Pero era posible que la voz de Harry estuviera presente en mí más de lo que había pensado jamás, porque la idea de que Doncevic pudiera ser inocente me estaba poniendo a parir. Y antes de que pudiera controlar esa desagradable sensación, me di cuenta de que Coulter me estaba mirando.

—Sí —dije, sin saber muy bien a qué me refería.

Coulter tiró el segundo mondadientes a la papelera. Falló de nuevo.
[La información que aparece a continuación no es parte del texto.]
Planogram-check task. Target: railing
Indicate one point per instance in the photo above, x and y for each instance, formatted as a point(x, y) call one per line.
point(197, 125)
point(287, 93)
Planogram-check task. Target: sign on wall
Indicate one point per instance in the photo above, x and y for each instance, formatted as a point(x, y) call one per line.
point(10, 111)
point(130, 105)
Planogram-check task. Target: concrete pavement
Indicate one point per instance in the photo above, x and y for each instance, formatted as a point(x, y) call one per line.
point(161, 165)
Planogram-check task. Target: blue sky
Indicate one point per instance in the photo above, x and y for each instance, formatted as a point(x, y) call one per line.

—¿Dónde está el otro tipo? —me preguntó.

—No lo sé —contesté. Y era verdad.

Pero ardía en deseos de averiguarlo.

16

He oído a compañeros de trabajo decir que tienen «la depre», y siempre me he considerado afortunado por carecer de la capacidad de acoger algo con un nombre tan poco atractivo. Pero las últimas horas de mi jornada laboral no podrían ser descritas de otra manera. Dexter del Cuchillo Brillante, Dexter el Duque de la Oscuridad, Dexter el Duro y Afilado y Vacío Por Completo, tenía la depre. Era incómodo, por supuesto, pero debido a la verdadera naturaleza del asunto, carecía de energía para hacer algo al respecto. Me quedé sentado ante mi escritorio, moviendo clips de sitio, con el deseo de expulsar las imágenes de mi cabeza con la misma facilidad: Deborah cayendo, mi pie golpeando la cabeza de Doncevic, el cuchillo alzándose, la sierra descendiendo…

Depre. Era tan estúpido como vergonzoso e irritante. De acuerdo, técnicamente hablando, Doncevic era más o menos inocente. Había cometido un tremendo error sin importancia. Menuda cosa. Nadie es perfecto, ¿Por qué iba a fingir serlo? ¿Iba a imaginar que me sentía mal por haber puesto fin a una vida inocente? Ridículo. Y en cualquier caso, ¿quién es inocente, al fin y al cabo? Doncevic había estado jugando con cadáveres, y había ocasionado pérdidas de millones de dólares al presupuesto de la ciudad y a la industria turística. Había mucha gente en Miami que le habría matado de buena gana sólo para detener la sangría.